Host-specific driving force in human immunodeficiency virus type 1 evolution in vivo.
Pubmed ID: 9032400
Pubmed Central ID: PMC191373
Journal: Journal of virology
Publication Date: March 1, 1997
MeSH Terms: Humans, HIV-1, Base Sequence, DNA, Viral, Time Factors, Evolution, Molecular, Amino Acid Sequence, HIV Envelope Protein gp120, Molecular Sequence Data, Peptide Fragments, Sequence Homology, Amino Acid, Mutagenesis
Grants: N01-HB-47002, N01-HB-47003, N01-HB-97074
Authors: Busch MP, Mosley JW, Diaz RS, Zhang L, Mayer A, Ho DD
Cite As: Zhang L, Diaz RS, Ho DD, Mosley JW, Busch MP, Mayer A. Host-specific driving force in human immunodeficiency virus type 1 evolution in vivo.

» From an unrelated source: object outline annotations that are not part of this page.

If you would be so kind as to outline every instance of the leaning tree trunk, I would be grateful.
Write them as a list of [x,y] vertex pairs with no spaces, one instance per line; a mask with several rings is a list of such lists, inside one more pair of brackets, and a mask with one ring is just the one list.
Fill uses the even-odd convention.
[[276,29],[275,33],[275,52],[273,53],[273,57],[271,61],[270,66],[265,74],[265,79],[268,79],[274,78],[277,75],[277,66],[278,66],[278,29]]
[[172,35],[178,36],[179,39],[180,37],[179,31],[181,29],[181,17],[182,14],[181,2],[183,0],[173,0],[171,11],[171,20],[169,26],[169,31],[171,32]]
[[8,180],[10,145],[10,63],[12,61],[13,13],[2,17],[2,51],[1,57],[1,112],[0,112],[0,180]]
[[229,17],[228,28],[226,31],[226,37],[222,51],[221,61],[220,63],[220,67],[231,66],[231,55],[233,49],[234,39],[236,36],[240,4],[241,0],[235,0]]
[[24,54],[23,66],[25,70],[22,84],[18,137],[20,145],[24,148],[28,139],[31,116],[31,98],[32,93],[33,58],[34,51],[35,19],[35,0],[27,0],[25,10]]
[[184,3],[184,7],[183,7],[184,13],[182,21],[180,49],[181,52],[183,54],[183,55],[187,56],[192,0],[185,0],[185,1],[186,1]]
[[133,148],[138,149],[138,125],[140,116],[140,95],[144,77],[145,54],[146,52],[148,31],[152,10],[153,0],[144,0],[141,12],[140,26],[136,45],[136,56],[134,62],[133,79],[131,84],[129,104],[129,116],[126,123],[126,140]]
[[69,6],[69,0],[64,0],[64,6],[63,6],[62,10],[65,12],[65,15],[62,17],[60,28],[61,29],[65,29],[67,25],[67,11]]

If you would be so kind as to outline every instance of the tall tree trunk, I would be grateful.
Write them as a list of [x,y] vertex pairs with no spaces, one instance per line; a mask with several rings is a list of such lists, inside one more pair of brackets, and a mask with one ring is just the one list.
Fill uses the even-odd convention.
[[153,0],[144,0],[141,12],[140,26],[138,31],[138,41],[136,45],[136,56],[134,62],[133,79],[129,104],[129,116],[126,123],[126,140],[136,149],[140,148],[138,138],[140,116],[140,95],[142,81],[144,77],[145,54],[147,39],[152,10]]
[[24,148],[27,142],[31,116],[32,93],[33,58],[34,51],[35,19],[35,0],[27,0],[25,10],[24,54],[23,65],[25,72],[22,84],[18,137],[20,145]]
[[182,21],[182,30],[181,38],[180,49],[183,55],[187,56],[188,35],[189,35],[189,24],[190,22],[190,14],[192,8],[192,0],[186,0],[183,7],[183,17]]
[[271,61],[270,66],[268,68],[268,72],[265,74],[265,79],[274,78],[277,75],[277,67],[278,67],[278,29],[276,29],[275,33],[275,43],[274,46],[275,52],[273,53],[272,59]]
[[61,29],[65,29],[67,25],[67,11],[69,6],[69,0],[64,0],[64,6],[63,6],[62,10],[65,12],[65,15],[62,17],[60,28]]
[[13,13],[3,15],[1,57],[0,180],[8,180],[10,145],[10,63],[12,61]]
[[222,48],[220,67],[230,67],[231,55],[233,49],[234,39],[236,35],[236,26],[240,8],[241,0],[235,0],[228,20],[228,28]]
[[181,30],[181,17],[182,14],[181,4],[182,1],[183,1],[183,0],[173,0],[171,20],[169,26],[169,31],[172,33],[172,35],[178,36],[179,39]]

J Virol 1997 Mar;71(3):2555-61.
Studies:
Abstract
To investigate the process of human immunodeficiency virus type 1 (HIV-1) evolution in vivo, a total of 179 HIV-1 V3 sequences derived from cell-free plasma were determined from serial samples in three epidemiologically linked individuals (one infected blood donor and two transfusion recipients) over a maximum period of 8 years. A systematic analysis of pairwise comparisons of intrapatient sequences, both within and between each sample time point, revealed a preponderance and accumulation of nonsynonymous rather than synonymous substitutions in the V3 loop and flanking regions as they diverged over time. This strongly argues for the dominant role that positive selection for amino acid change plays in governing the pattern and process of HIV-1 env V3 evolution in vivo and nullifies hypotheses of purely neutral or mutation-driven evolution or completely chance events. In addition, different rates of evolution of HIV-1 were observed in these three different individuals infected with the same viral strain, suggesting that the degree of positive pressure for HIV-1 amino acid change is host dependent. Finally, the observed similar rate of accumulation in divergence within and between infected individuals suggests that the process of genetic divergence in the HIV epidemic proceeds regardless of host-to-host transmission events, i.e., that transmission does not reset the evolutionary clock.